NEW YORK — Marketers seem to have finally woken up to the power of female athletes.
Huge endorsement deals traditionally have been rare in women's sports, but a new crop of female athletes is challenging the status quo.
Even though she didn't repeat as Wimbledon champion on Saturday, Maria Sharapova is one of the highest paid female athletes in history, earning about $18 million last year. While that figure pales in comparison to the $87 million Tiger Woods racked up in 2004, it's clear female athletes are being taken more seriously and are beginning to garner the kind of endorsement contracts that largely have eluded women champions in the past. Annika Sorenstam, one the world's most successful female golfers, earned about $7.3 million last year.
"When it comes to endorsement deals, the gap is shrinking between male and female athletes," said Marc Ganis, president of SportsCorp, a Chicago-based sports marketing agency. "Sharapova is setting a new bar."
Among the companies with which Sharapova now has deals are Nike, Tag Heuer, Prince and Canon.
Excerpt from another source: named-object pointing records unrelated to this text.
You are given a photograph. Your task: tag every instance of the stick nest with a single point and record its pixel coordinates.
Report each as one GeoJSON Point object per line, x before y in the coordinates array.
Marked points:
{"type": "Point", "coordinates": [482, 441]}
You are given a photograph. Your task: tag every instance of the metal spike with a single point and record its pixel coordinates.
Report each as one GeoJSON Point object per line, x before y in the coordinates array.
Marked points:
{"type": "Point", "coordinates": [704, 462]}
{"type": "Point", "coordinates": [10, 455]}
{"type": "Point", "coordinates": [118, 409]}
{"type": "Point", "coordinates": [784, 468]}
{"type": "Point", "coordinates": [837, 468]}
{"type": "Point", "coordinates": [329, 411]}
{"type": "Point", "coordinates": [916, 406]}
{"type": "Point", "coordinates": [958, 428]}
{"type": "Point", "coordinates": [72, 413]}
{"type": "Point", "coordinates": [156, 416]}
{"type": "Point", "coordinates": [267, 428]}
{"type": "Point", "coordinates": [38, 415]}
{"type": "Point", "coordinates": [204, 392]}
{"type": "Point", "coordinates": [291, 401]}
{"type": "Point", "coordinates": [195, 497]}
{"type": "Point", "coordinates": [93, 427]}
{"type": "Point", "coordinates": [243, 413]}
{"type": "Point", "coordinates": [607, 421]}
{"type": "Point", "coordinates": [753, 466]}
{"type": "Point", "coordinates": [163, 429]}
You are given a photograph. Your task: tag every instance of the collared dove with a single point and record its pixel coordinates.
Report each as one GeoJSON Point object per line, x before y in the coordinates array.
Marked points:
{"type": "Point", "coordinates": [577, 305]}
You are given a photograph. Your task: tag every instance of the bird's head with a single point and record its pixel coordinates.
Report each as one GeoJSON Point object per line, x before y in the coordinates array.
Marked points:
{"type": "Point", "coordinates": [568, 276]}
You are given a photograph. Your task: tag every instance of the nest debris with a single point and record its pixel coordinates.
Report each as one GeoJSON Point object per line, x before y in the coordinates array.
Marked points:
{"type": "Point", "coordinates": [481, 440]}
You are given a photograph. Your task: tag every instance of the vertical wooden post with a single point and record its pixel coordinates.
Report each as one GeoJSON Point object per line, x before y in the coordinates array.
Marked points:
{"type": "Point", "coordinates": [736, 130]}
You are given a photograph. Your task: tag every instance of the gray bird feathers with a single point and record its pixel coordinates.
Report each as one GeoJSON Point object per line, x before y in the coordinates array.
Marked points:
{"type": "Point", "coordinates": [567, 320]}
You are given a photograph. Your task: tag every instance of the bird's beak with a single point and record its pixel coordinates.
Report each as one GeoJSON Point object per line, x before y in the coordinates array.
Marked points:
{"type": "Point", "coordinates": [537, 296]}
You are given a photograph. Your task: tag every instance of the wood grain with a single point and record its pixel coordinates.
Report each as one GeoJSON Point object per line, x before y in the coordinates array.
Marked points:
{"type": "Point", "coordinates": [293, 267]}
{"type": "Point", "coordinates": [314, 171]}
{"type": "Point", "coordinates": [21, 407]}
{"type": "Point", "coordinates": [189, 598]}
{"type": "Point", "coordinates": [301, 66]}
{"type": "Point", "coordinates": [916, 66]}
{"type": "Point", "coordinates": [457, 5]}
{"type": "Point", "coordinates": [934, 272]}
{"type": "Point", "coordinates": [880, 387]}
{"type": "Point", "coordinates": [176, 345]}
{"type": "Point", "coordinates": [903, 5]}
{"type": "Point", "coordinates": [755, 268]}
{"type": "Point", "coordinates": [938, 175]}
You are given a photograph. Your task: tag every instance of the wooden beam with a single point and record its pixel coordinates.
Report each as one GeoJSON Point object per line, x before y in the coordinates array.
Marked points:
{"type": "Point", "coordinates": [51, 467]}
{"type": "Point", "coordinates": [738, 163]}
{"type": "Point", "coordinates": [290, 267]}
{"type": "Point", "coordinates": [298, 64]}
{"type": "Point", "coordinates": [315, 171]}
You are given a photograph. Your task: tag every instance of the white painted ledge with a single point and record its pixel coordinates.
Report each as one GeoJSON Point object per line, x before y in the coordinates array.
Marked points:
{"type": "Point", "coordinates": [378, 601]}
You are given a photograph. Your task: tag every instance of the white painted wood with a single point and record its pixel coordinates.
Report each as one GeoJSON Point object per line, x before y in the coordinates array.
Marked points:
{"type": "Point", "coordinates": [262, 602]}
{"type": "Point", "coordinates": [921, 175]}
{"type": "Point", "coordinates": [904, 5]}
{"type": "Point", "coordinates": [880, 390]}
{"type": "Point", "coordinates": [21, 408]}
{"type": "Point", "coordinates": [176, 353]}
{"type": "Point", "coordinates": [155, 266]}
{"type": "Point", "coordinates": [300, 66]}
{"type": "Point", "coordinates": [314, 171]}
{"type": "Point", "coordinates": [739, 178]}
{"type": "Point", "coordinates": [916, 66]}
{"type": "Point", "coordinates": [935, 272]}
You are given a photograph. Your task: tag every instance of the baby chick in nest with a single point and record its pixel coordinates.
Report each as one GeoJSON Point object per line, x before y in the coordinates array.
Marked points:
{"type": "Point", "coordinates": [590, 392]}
Dan Levy, director of women's sports at Octagon, the global sports marketing firm, said, "There is a great deal of enthusiasm now for elite female athletes. More girls are playing sports than ever before. Compared to what it was, there have been significant strides in the endorsement deals women athletes are getting now."
Indy Racing League driver Danica Patrick and golfer Michelle Wie are a few of the young female athletes who are likely to rack up significant endorsement deals, sports marketing experts said. Despite placing fourth at the Indy 500 race in May, Patrick stole the show and was the subject of numerous stories in the press. The 23-year-old placed higher than any woman ever had at the annual race and was named "Rookie of the Year" for 2005.
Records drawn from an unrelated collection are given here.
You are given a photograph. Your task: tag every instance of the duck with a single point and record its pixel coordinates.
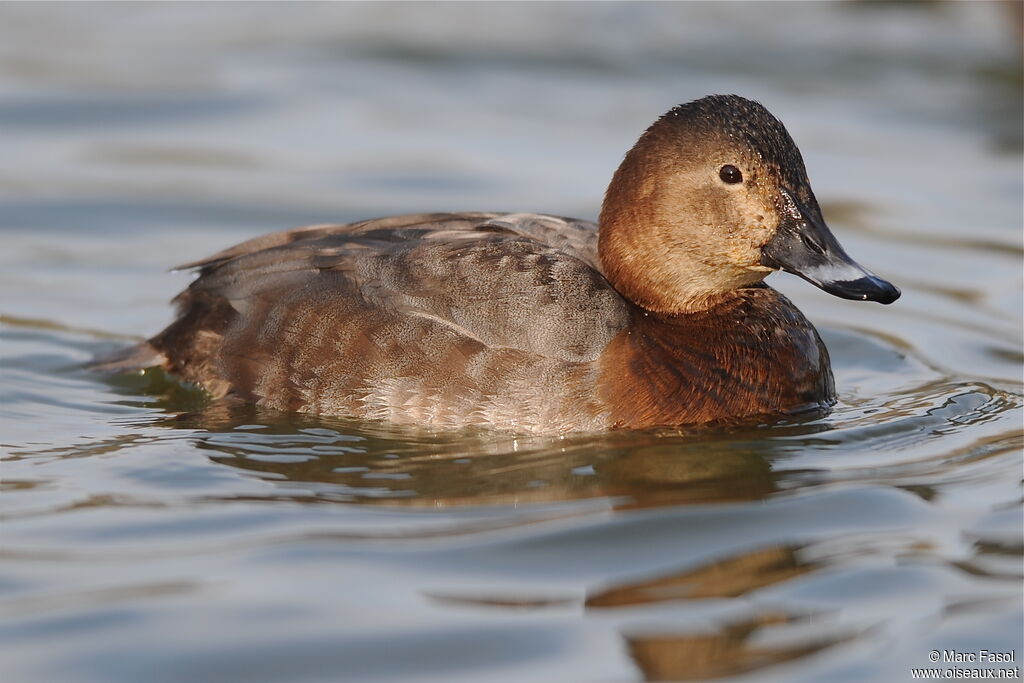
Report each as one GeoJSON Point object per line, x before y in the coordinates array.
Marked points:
{"type": "Point", "coordinates": [656, 315]}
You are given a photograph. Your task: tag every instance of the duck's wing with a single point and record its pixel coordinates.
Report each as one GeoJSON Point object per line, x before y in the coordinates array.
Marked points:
{"type": "Point", "coordinates": [466, 302]}
{"type": "Point", "coordinates": [577, 238]}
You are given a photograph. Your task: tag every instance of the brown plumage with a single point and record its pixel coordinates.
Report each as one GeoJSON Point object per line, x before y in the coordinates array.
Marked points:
{"type": "Point", "coordinates": [536, 323]}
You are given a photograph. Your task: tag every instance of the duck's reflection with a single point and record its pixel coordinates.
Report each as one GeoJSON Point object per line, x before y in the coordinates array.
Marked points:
{"type": "Point", "coordinates": [702, 651]}
{"type": "Point", "coordinates": [727, 652]}
{"type": "Point", "coordinates": [365, 463]}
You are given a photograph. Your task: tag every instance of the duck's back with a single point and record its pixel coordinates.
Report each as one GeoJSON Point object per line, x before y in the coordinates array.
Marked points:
{"type": "Point", "coordinates": [445, 319]}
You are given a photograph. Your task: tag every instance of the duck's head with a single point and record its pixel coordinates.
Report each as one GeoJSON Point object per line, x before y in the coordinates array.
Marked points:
{"type": "Point", "coordinates": [713, 198]}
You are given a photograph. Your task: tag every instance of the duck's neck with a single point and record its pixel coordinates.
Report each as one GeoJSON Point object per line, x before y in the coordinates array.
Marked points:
{"type": "Point", "coordinates": [752, 354]}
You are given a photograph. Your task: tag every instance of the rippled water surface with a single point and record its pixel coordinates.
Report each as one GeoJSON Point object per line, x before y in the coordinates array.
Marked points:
{"type": "Point", "coordinates": [152, 536]}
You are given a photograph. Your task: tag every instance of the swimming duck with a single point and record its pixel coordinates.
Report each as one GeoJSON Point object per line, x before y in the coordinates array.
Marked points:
{"type": "Point", "coordinates": [656, 315]}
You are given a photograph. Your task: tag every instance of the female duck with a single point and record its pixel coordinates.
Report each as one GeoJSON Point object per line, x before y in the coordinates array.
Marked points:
{"type": "Point", "coordinates": [534, 323]}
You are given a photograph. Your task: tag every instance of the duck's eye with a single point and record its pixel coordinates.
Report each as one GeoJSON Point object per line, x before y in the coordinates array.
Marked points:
{"type": "Point", "coordinates": [730, 174]}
Patrick, who is petite and attractive, already has deals lined up with fashion retailer Bebe and racing-specific companies such as Bell, a helmet company, and it's likely more sponsorship will be coming soon.
"Whether she becomes a dominant racer or not, all she has to do is be competitive with the men," Ganis said. "Her appeal is extraordinary, and I think she has the right stuff and she won't be a fad. As soon as the contracts she has expire, the new ones will be for far greater amounts."